Often so, but I don’t see why they particularly have to… other than the fact that they often do intend to build upon or tear down certain teachings of their teachers.
Perhaps a better measure of a good philosopher is how long and to what extent their teachings survive among the most intelligent circles of thinkers after they are gone.
Pele:Your first paragraph there claims you can show he exists… this forum is basically asking that exact question… so how do you show that? What proof do you see that convinces you?
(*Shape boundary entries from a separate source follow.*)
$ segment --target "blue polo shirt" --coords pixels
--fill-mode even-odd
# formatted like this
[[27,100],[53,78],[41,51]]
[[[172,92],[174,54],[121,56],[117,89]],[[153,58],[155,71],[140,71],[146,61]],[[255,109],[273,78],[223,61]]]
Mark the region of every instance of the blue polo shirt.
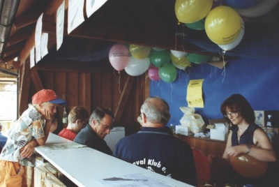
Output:
[[192,148],[167,127],[143,127],[116,144],[113,156],[193,186],[197,176]]

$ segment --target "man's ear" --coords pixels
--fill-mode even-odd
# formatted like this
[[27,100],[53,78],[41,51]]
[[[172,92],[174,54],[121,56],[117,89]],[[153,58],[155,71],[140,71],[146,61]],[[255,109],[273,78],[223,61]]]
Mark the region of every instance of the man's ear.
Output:
[[147,122],[147,119],[144,113],[142,113],[142,124],[146,124]]
[[92,124],[92,126],[96,126],[98,124],[98,121],[95,119],[93,119],[91,124]]

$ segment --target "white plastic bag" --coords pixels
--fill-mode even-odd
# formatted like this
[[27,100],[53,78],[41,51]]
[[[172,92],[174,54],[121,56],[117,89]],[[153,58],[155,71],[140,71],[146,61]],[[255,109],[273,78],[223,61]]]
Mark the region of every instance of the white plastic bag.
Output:
[[195,114],[195,108],[181,107],[180,110],[184,113],[180,119],[181,126],[188,127],[194,134],[204,132],[204,121],[201,115]]

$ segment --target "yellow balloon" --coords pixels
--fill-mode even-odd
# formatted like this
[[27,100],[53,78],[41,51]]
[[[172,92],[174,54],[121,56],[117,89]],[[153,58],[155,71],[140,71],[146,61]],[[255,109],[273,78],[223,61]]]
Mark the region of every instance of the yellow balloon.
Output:
[[181,22],[196,22],[206,16],[213,3],[213,0],[176,0],[175,15]]
[[207,15],[205,31],[209,39],[218,45],[225,45],[237,38],[241,30],[239,15],[229,6],[219,6]]
[[131,55],[137,59],[146,58],[151,50],[151,47],[139,45],[135,44],[130,45],[130,52]]
[[189,61],[186,56],[178,58],[175,57],[172,53],[170,53],[170,60],[174,64],[184,68],[191,66],[192,63],[192,62]]

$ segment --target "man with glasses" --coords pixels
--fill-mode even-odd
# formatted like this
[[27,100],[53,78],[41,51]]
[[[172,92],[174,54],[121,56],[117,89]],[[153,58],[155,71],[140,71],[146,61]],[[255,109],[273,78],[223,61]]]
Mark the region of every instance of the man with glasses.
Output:
[[77,133],[74,142],[112,155],[104,138],[112,129],[114,119],[114,116],[110,110],[96,108],[90,116],[89,124]]
[[142,128],[116,144],[113,156],[151,171],[197,186],[191,147],[166,126],[169,105],[162,98],[147,98],[140,109]]

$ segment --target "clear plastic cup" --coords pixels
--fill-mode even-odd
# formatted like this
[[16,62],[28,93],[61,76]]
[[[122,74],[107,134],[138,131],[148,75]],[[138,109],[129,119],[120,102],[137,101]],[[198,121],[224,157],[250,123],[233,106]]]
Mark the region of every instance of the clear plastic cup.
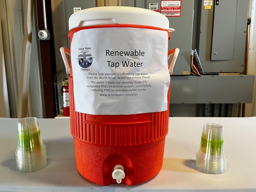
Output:
[[226,158],[223,150],[223,132],[220,125],[203,125],[201,144],[196,158],[196,166],[200,171],[214,174],[226,171]]
[[18,146],[15,151],[17,169],[32,172],[46,166],[46,151],[43,143],[36,117],[25,117],[18,121]]

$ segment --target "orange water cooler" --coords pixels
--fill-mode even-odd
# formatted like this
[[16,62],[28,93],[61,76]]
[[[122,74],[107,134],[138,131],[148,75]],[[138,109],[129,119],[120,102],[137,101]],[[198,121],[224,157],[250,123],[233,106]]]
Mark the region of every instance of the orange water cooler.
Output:
[[[109,7],[88,9],[73,14],[69,22],[71,50],[61,48],[60,50],[66,71],[70,74],[71,130],[74,138],[75,160],[78,171],[87,179],[105,185],[117,183],[133,185],[152,179],[162,167],[165,136],[168,131],[169,74],[172,73],[178,53],[178,48],[168,51],[168,41],[170,38],[170,32],[174,30],[169,28],[168,20],[165,16],[149,10],[135,7]],[[119,32],[121,30],[123,30],[121,35],[124,35],[124,37],[117,40],[113,39],[113,37],[119,39],[119,34],[121,34]],[[132,32],[135,31],[135,34],[126,39],[126,38],[129,35],[131,30]],[[159,92],[164,93],[161,99],[164,101],[162,103],[167,107],[164,110],[159,110],[156,112],[150,111],[150,109],[154,107],[154,102],[150,102],[149,105],[145,104],[143,103],[144,98],[148,95],[152,95],[149,96],[151,97],[150,99],[154,99],[154,94],[146,93],[147,90],[150,89],[150,85],[153,86],[154,85],[153,80],[150,82],[151,80],[148,79],[152,79],[156,76],[162,78],[162,75],[154,73],[157,69],[152,70],[151,76],[148,74],[148,76],[142,75],[142,77],[138,75],[142,74],[140,73],[142,67],[147,67],[148,60],[146,57],[153,57],[155,53],[158,54],[155,50],[158,49],[159,46],[158,47],[157,43],[151,41],[151,36],[148,37],[151,35],[151,31],[156,33],[152,38],[156,38],[157,43],[158,37],[155,36],[158,32],[163,37],[162,40],[165,41],[164,48],[166,50],[163,53],[165,58],[160,58],[160,60],[165,61],[162,65],[165,69],[162,71],[165,71],[164,74],[166,75],[167,68],[167,78],[169,78],[169,81],[165,83],[165,86],[167,85],[167,91],[155,91],[156,94]],[[81,33],[84,32],[85,33]],[[143,34],[141,36],[142,33]],[[76,36],[78,34],[80,34]],[[100,36],[103,40],[96,39],[93,36],[96,35],[96,34],[98,35],[96,37],[99,38]],[[112,35],[113,37],[110,37]],[[79,39],[75,40],[75,38]],[[134,39],[131,39],[133,38]],[[136,38],[145,39],[142,39],[144,41],[139,42],[140,39]],[[124,41],[121,42],[123,39]],[[150,42],[143,45],[145,39],[147,41],[148,39]],[[120,49],[117,48],[119,47],[118,45],[120,44],[123,44],[121,45],[120,48],[122,46],[125,47],[126,42],[130,43],[128,41],[130,40],[134,42],[130,43],[130,45],[129,45],[134,46],[128,50],[130,52],[126,52],[125,50],[120,50]],[[75,41],[77,43],[74,44]],[[112,43],[111,41],[114,42]],[[82,44],[77,46],[76,44],[79,44],[81,41],[83,41]],[[96,43],[94,46],[94,43]],[[112,46],[112,49],[105,45],[111,43],[114,44]],[[156,47],[154,47],[154,50],[152,51],[153,48],[149,47],[154,47],[154,44],[156,45]],[[95,50],[99,50],[104,46],[106,48],[101,52]],[[159,54],[161,55],[162,53]],[[67,54],[71,55],[71,63],[68,59]],[[170,55],[172,55],[172,58],[168,65],[168,58]],[[105,62],[98,60],[103,56],[107,58],[103,60]],[[140,62],[140,58],[146,61]],[[119,60],[114,62],[114,59]],[[129,66],[126,65],[127,67],[126,67],[126,63],[120,59],[131,59],[130,61],[134,63],[129,64]],[[123,66],[122,63],[123,63]],[[129,63],[132,63],[132,62]],[[103,65],[102,66],[101,65]],[[105,73],[103,72],[103,65],[105,66],[106,70],[110,71]],[[94,67],[94,69],[93,67]],[[140,67],[141,69],[139,69]],[[158,67],[157,65],[156,67]],[[75,68],[77,69],[76,73]],[[147,70],[143,69],[144,71]],[[124,70],[128,71],[123,73]],[[101,74],[109,76],[100,77],[102,76]],[[123,74],[122,78],[125,80],[119,80],[120,78],[118,77],[118,74]],[[78,78],[80,81],[78,82],[76,85],[75,80],[78,81]],[[101,80],[101,79],[103,78]],[[142,78],[148,81],[142,81],[143,79],[141,79]],[[88,78],[91,79],[89,80]],[[132,79],[136,82],[130,81]],[[86,81],[87,83],[84,83]],[[113,82],[111,82],[111,81]],[[99,85],[97,85],[96,81],[99,82]],[[114,86],[111,84],[118,83],[126,85]],[[158,84],[161,84],[158,82],[155,86],[158,87]],[[128,87],[127,85],[128,85],[131,87],[130,89],[124,88]],[[159,86],[162,87],[162,85]],[[82,91],[84,89],[84,94]],[[129,90],[132,92],[125,92]],[[119,92],[115,93],[114,91]],[[143,96],[138,97],[141,93],[144,94]],[[87,94],[89,95],[86,96],[84,95]],[[99,96],[98,99],[101,98],[104,100],[104,105],[98,105],[100,101],[96,102],[97,98],[91,98],[97,96]],[[109,96],[112,97],[110,97],[110,101],[108,101],[107,96]],[[104,97],[105,96],[106,97]],[[81,104],[76,100],[77,97],[82,100]],[[87,98],[89,99],[88,98],[89,101],[87,100]],[[125,107],[125,103],[128,102],[130,98],[133,100],[126,103],[128,107]],[[112,102],[113,104],[111,104]],[[135,111],[138,111],[135,112],[133,107],[137,107],[141,103],[143,106],[139,107],[143,108],[144,106],[149,105],[149,107],[144,111],[135,109]],[[87,106],[87,105],[92,105],[92,107]],[[133,105],[134,106],[131,106]],[[127,112],[125,109],[123,110],[123,107],[129,108]],[[90,108],[91,111],[87,111]],[[94,110],[94,108],[100,109]],[[110,112],[109,114],[107,111]]]

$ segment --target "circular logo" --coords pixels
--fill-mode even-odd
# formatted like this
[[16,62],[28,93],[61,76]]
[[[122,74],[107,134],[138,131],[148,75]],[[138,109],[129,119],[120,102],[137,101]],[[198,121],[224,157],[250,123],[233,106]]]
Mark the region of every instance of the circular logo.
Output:
[[78,61],[81,67],[83,68],[89,67],[92,63],[91,54],[87,50],[82,50],[78,55]]

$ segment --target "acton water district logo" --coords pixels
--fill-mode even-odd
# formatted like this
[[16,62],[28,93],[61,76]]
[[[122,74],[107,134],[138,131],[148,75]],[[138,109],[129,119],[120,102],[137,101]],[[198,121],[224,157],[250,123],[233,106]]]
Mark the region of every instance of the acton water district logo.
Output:
[[78,61],[80,67],[87,68],[92,64],[91,54],[87,50],[82,50],[78,55]]

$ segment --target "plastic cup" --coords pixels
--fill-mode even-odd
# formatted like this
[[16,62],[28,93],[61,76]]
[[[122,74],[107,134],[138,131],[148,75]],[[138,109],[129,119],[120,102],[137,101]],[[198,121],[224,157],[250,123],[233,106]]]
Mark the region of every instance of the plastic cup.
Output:
[[203,125],[201,146],[196,158],[196,166],[200,171],[214,174],[226,171],[226,158],[223,150],[223,132],[220,125]]
[[15,151],[17,169],[32,172],[47,165],[46,151],[43,143],[36,117],[25,117],[18,121],[18,146]]

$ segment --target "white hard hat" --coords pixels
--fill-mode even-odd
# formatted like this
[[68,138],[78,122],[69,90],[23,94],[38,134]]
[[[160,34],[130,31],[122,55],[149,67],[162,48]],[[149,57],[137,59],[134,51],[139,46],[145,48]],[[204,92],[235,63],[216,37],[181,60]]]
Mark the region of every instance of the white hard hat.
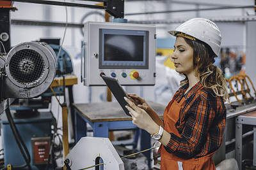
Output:
[[[209,20],[192,18],[182,24],[176,29],[169,31],[168,32],[175,36],[180,35],[177,35],[178,33],[182,32],[195,38],[209,45],[214,53],[217,56],[219,55],[221,36],[218,26]],[[189,38],[189,36],[183,36]]]

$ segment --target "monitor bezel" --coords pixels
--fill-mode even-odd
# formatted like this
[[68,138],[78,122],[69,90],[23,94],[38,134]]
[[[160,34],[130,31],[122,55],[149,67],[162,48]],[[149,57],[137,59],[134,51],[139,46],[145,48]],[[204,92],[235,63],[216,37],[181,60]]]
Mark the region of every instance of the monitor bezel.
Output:
[[[120,34],[143,36],[143,60],[124,61],[104,60],[104,37],[105,34]],[[148,31],[99,29],[99,65],[100,69],[148,69]]]

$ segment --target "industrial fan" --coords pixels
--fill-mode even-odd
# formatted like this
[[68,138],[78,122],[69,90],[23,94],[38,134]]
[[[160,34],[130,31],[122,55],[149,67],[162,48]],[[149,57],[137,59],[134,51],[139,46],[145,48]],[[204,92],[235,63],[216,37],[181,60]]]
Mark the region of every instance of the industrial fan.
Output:
[[[20,43],[0,59],[0,113],[6,99],[28,99],[40,96],[52,83],[56,57],[45,43]],[[9,103],[10,104],[10,103]]]

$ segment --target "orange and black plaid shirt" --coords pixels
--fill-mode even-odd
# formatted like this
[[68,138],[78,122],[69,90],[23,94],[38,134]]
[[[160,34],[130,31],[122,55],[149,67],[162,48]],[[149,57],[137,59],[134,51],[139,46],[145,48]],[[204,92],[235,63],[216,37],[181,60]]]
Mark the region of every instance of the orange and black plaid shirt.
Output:
[[171,132],[164,146],[168,152],[182,159],[198,158],[216,151],[221,143],[227,116],[221,97],[200,82],[184,94],[188,85],[181,87],[173,96],[178,103],[186,98],[175,125],[180,137]]

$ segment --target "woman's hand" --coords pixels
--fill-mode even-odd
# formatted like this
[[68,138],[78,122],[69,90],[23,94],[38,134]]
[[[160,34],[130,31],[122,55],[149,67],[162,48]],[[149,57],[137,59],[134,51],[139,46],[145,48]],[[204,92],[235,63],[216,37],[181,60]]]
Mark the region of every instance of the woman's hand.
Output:
[[129,106],[127,106],[126,108],[131,113],[132,124],[151,134],[158,132],[159,125],[155,123],[145,110],[136,106],[132,101],[127,97],[125,97],[125,99],[129,104]]
[[146,112],[150,111],[151,108],[147,103],[146,101],[138,96],[135,94],[127,94],[128,96],[130,97],[130,99],[138,107],[144,110]]

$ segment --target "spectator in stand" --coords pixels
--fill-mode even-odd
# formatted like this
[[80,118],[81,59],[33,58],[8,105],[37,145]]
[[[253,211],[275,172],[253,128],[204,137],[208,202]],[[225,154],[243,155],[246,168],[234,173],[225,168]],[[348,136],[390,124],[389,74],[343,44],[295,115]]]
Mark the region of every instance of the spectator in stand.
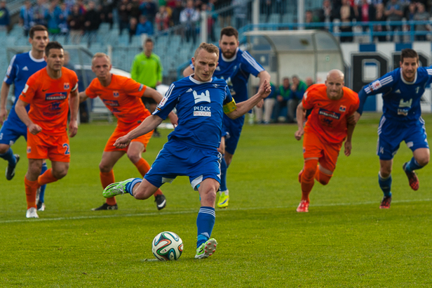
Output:
[[154,19],[156,28],[158,31],[165,30],[170,27],[170,15],[166,6],[160,6],[159,12],[156,14]]
[[186,8],[180,13],[180,22],[184,25],[186,41],[189,42],[192,37],[194,43],[196,41],[196,22],[199,20],[199,13],[194,7],[194,1],[187,0]]
[[[255,121],[258,124],[270,124],[271,121],[271,114],[273,113],[273,107],[274,107],[274,103],[276,101],[276,96],[277,94],[277,89],[274,84],[270,82],[270,86],[271,87],[271,92],[264,100],[264,119],[263,119],[263,107],[254,107],[254,112],[255,112]],[[258,89],[257,89],[257,91]],[[263,121],[264,120],[264,121]]]
[[[276,122],[278,121],[279,116],[281,116],[281,111],[283,107],[287,107],[286,122],[289,122],[290,119],[288,116],[288,100],[291,98],[292,92],[291,91],[291,86],[290,85],[290,79],[285,77],[283,79],[282,85],[279,86],[279,89],[277,91],[275,110]],[[291,119],[292,120],[292,119]]]
[[144,15],[140,16],[140,22],[137,26],[137,35],[142,34],[147,36],[153,34],[153,25]]
[[21,11],[20,11],[20,22],[22,25],[24,36],[26,37],[29,36],[29,30],[32,26],[34,25],[33,16],[32,4],[27,0],[24,2],[24,5],[21,7]]
[[137,18],[130,18],[129,21],[129,44],[132,43],[132,39],[137,34],[138,20]]
[[65,2],[60,4],[60,13],[58,15],[58,27],[60,30],[60,35],[68,35],[69,27],[67,26],[67,18],[70,12]]
[[79,6],[75,4],[72,6],[72,12],[67,20],[67,25],[70,28],[71,42],[73,44],[79,44],[84,28],[83,23],[84,16],[80,11]]
[[[358,18],[363,23],[375,20],[375,7],[369,4],[368,0],[362,0],[358,7]],[[367,30],[367,26],[363,26],[363,32]]]
[[151,22],[154,21],[156,17],[156,4],[151,0],[144,0],[144,2],[140,5],[141,13],[147,17]]
[[[55,40],[55,35],[60,32],[60,15],[62,13],[60,8],[57,5],[57,1],[53,1],[48,9],[45,11],[45,22],[47,23],[48,32],[50,34],[50,38]],[[51,37],[51,36],[53,36]]]
[[312,79],[312,77],[306,77],[306,79],[304,79],[304,83],[306,83],[306,86],[307,88],[309,88],[315,84],[313,83],[313,79]]
[[119,34],[121,35],[124,29],[128,29],[129,25],[129,12],[128,11],[128,0],[121,0],[117,6],[119,11]]
[[[403,8],[402,4],[398,0],[390,0],[387,3],[386,6],[386,11],[384,12],[387,20],[390,22],[402,21],[402,16],[403,15]],[[402,31],[402,26],[400,25],[391,25],[390,30],[392,32]],[[402,42],[403,37],[399,37],[399,41]],[[393,41],[393,36],[390,35],[390,41]]]
[[94,1],[88,2],[87,13],[84,15],[84,28],[87,34],[87,46],[88,48],[93,42],[96,41],[96,36],[97,35],[97,30],[100,25],[100,15],[96,11],[96,4]]
[[292,76],[292,84],[290,87],[291,89],[291,98],[288,100],[288,119],[290,122],[295,122],[297,121],[295,112],[297,111],[297,107],[299,105],[302,99],[303,99],[303,94],[307,89],[306,84],[301,81],[298,76]]
[[[417,3],[417,13],[414,16],[414,20],[416,21],[427,21],[429,20],[429,13],[426,11],[424,5],[422,3]],[[415,25],[415,30],[418,32],[430,31],[430,25],[420,24]],[[426,34],[416,35],[417,41],[426,41]]]
[[173,15],[171,15],[173,26],[180,24],[180,13],[183,11],[183,6],[182,5],[181,0],[175,0],[175,6],[173,8]]
[[[375,21],[377,22],[386,22],[387,20],[387,18],[384,14],[384,6],[383,4],[377,4],[376,6],[377,13],[375,14]],[[378,25],[374,26],[374,31],[377,32],[387,32],[387,26],[386,24]],[[385,42],[386,41],[386,35],[379,35],[377,37],[378,41],[379,42]]]
[[[319,12],[320,22],[330,24],[333,21],[333,10],[330,0],[324,0],[323,1],[323,7]],[[325,29],[328,30],[329,26],[326,26]]]
[[[342,5],[340,8],[340,15],[341,15],[341,22],[342,23],[349,23],[351,24],[353,21],[353,19],[355,18],[355,12],[353,7],[350,5],[348,0],[342,0]],[[353,27],[351,25],[342,25],[340,27],[341,32],[352,32]],[[340,37],[341,42],[352,42],[353,37],[352,36],[341,36]]]
[[0,31],[7,31],[8,27],[11,24],[9,11],[6,8],[6,0],[0,1]]

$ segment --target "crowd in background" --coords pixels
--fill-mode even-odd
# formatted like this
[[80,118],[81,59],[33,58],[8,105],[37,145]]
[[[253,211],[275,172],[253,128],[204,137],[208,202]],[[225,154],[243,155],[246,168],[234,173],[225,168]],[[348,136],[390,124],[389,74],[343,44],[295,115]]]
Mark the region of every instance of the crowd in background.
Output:
[[[403,25],[396,22],[403,20],[428,20],[431,18],[431,0],[324,0],[323,7],[314,11],[307,11],[305,14],[305,22],[333,22],[335,19],[341,22],[341,32],[352,32],[351,25],[344,25],[344,23],[367,23],[373,21],[395,22],[396,25],[377,25],[373,26],[376,32],[386,32],[387,31],[403,31]],[[363,32],[369,30],[367,25],[363,25]],[[325,29],[323,27],[313,27],[310,25],[307,29]],[[407,26],[405,30],[409,30]],[[431,31],[432,27],[428,25],[416,25],[416,31]],[[417,35],[417,41],[426,41],[426,35]],[[379,41],[387,41],[386,35],[377,36]],[[352,36],[342,36],[341,42],[351,42]],[[393,41],[393,36],[389,36],[389,41]],[[399,37],[402,41],[402,37]]]

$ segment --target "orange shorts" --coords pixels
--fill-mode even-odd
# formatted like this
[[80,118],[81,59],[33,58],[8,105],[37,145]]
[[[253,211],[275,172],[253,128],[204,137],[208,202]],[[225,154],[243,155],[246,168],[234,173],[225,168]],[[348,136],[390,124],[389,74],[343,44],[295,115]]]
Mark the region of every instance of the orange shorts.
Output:
[[305,132],[303,136],[303,158],[318,158],[320,165],[334,171],[342,146],[342,143],[323,143],[316,133]]
[[[124,124],[122,124],[120,125],[117,124],[117,126],[116,127],[114,131],[112,133],[112,134],[111,134],[111,136],[109,136],[109,139],[108,139],[108,141],[107,142],[107,145],[105,145],[105,148],[104,149],[104,152],[112,152],[112,151],[127,152],[128,148],[129,148],[129,145],[126,146],[125,148],[121,149],[121,148],[116,148],[114,144],[116,142],[116,140],[117,140],[121,136],[124,136],[125,135],[126,135],[128,133],[129,133],[132,130],[135,129],[138,126],[140,126],[140,123],[137,123],[137,122],[134,122],[129,125],[126,125]],[[130,142],[142,143],[142,145],[144,145],[144,150],[145,151],[145,148],[147,147],[147,143],[150,140],[150,138],[151,138],[152,134],[153,134],[153,131],[149,132],[147,134],[144,134],[135,139],[133,139]]]
[[48,135],[42,132],[32,134],[27,129],[27,158],[49,159],[58,162],[70,162],[67,133]]

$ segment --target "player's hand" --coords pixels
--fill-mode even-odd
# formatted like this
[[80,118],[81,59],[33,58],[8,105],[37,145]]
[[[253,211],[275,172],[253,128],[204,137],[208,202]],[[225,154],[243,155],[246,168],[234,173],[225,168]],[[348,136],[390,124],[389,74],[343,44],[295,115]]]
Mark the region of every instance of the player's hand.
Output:
[[0,110],[0,125],[8,119],[8,111],[6,109]]
[[130,143],[130,140],[129,140],[129,138],[128,137],[128,136],[126,135],[124,136],[120,137],[119,138],[117,138],[114,145],[116,146],[117,148],[123,149],[123,148],[126,148],[129,145]]
[[168,117],[170,118],[171,124],[174,126],[174,128],[177,127],[179,124],[179,118],[177,117],[175,113],[173,112],[170,112],[170,114],[168,114]]
[[42,129],[41,126],[38,124],[35,124],[34,123],[32,123],[30,126],[29,126],[29,131],[33,135],[36,135],[41,131]]
[[261,101],[258,102],[258,104],[257,104],[257,107],[258,108],[261,108],[262,106],[264,106],[264,99],[261,99]]
[[78,132],[78,122],[76,121],[71,121],[69,123],[69,136],[73,138]]
[[300,140],[300,139],[302,139],[302,136],[303,136],[303,134],[304,134],[304,129],[298,129],[294,133],[294,137],[295,137],[295,138],[297,140]]
[[265,79],[264,82],[262,82],[262,85],[259,86],[259,89],[258,90],[258,94],[261,96],[262,98],[266,98],[270,93],[271,92],[271,86],[270,86],[270,83]]
[[353,148],[351,141],[345,141],[345,156],[351,155],[351,150]]

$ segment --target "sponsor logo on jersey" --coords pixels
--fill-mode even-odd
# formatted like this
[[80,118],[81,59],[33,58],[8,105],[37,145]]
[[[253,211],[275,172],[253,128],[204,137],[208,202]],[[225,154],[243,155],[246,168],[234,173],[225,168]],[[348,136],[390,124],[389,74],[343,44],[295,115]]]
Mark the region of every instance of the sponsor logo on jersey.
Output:
[[47,101],[52,101],[54,100],[65,100],[67,98],[67,93],[66,92],[54,92],[47,93],[45,94],[45,100]]
[[318,114],[320,115],[325,116],[325,117],[336,119],[339,119],[341,117],[340,114],[337,113],[333,111],[326,110],[325,109],[323,109],[323,108],[320,108]]
[[194,91],[194,98],[195,98],[195,104],[199,103],[200,102],[208,102],[210,103],[210,92],[208,90],[205,90],[205,94],[201,93],[198,95],[196,91]]
[[379,81],[379,80],[374,81],[372,82],[370,84],[370,89],[372,89],[372,91],[379,89],[382,86],[382,85],[381,84],[381,82]]
[[102,99],[102,101],[104,101],[104,104],[105,104],[107,106],[111,106],[111,107],[120,106],[120,105],[119,104],[119,101],[117,101],[116,100]]

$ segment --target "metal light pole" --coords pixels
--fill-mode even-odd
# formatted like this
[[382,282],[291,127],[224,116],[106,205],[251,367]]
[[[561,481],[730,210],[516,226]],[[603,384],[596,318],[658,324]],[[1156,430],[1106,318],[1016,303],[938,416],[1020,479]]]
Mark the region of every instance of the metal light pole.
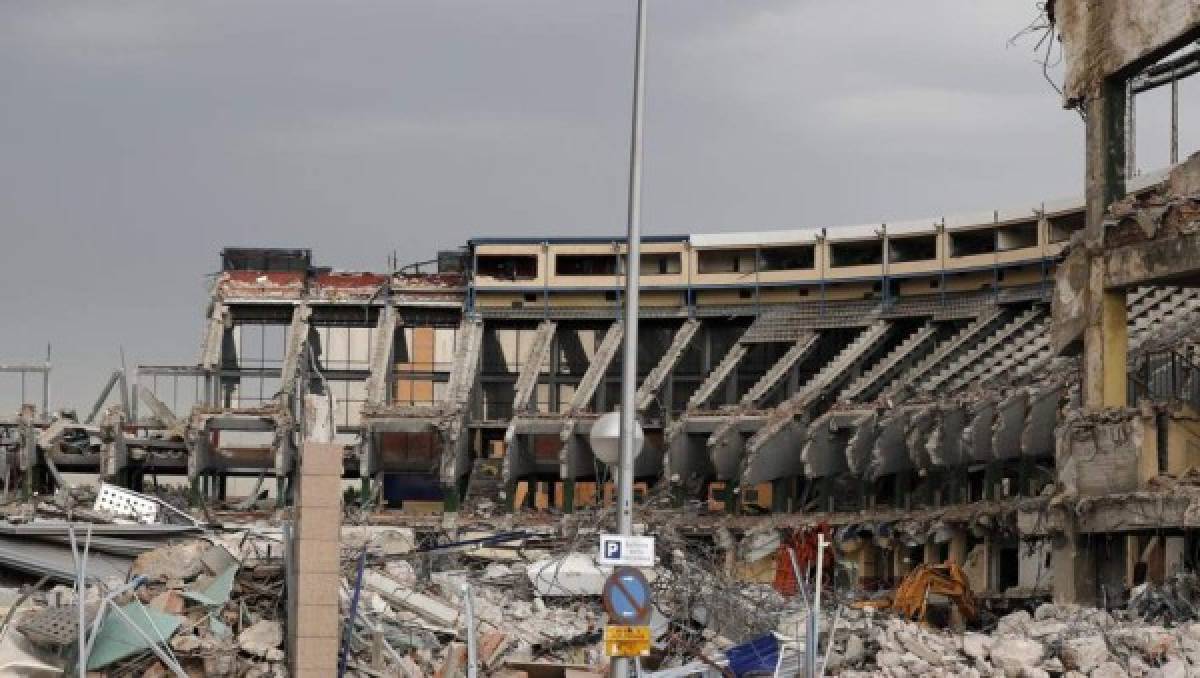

You are confused by my response to your comment of “Yeah, well… much as I might hate to admit it, Plato wasn’t wrong about everything.” My point was that it saddens me that anyone would hate to admit that new information was true. Why should it matter that it’s true, your personal opinion on how things “should be” is irrelevant. Discovering new information and truths is one of the great things about life, and yet too often religious people actively try to avoid such things. That is what I was implying towards when I said it demonstrated what I don’t like about religion.